Jesus muss also ihnen allen den Kopf zurechtrücken. Nein. So nicht, sondern anders; und zwar ganz anders.

 

„Bei euch soll es nicht so sein! Wer bei euch groß sein will, der soll euer Diener sein; und wer bei euch der Erste sein will, soll der Sklave aller sein.“

 

 

 

Wer Jünger von Jesus wird, lässt die Fischernetze im Boot oder die Kasse an der Zollstation liegen und stellt sich in den Dienst des Himmelreiches. Wer Jesus nachgeht, stellt sich Gott zur Verfügung.

 

Es gehört Mut dazu, sich freiwillig darauf einzulassen. Der Wunsch, erfolgreich zu sein, oder die Angst, zu kurz zu kommen – beides hindert daran, Jesus nachzugehen.

 

 

 

Ob die Jünger damals verstanden haben, was Jesus mit „Dienen“ meint?

 

Es geht darum, da zu sein, wenn ich gebraucht werde.

 

Sich anderen zur Verfügung stellen – meine Zeit, mein Ohr, meine Hand.

 

Wer bei Jesus herrschen will, der muss sich auch klein machen können.

 

Wer bei Jesus groß sein will, der muss sich ganz schön tief bücken können – damit er Füße waschen kann.
Wer bei Jesus der Erste sein will, der muss zeigen, dass es ihm nichts ausmacht, der Diener/die Dienerin aller zu sein – für andere da zu sein......

 

aus Liebe, aus einer Liebe heraus, die hilft und aufhilft;
aus einer Liebe heraus, die sich nicht über andere erhebt, sondern die sich zuwendet und aufrichten will ---
aus einer Liebe heraus, die nichts für sich haben will, weil ich den anderen achte und wertschätze.

 

Manchmal fallen uns schon die kleinen Dienste schwer genug.
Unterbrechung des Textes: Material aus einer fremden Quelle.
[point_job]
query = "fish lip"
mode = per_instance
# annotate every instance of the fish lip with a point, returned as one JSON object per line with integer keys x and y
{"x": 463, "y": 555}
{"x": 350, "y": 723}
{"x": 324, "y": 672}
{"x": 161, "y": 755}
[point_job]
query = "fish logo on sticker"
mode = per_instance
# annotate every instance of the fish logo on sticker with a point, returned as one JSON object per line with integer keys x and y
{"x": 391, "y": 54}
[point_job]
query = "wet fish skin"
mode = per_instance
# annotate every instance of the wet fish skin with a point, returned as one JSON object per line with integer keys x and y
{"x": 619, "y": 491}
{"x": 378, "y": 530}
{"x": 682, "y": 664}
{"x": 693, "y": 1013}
Da können wir entweder ärgerlich werden und versuchen, unsere eigenen Vorstellungen durchzusetzen. Oder wir können entscheiden, was jetzt wirklich wichtig ist, und das andere zurückstellen. In aller Freiheit.

 

Und dann sind wir ganz nah dran, ganz vorn dabei – mit Jesus und der neuen Welt Gottes! Amen.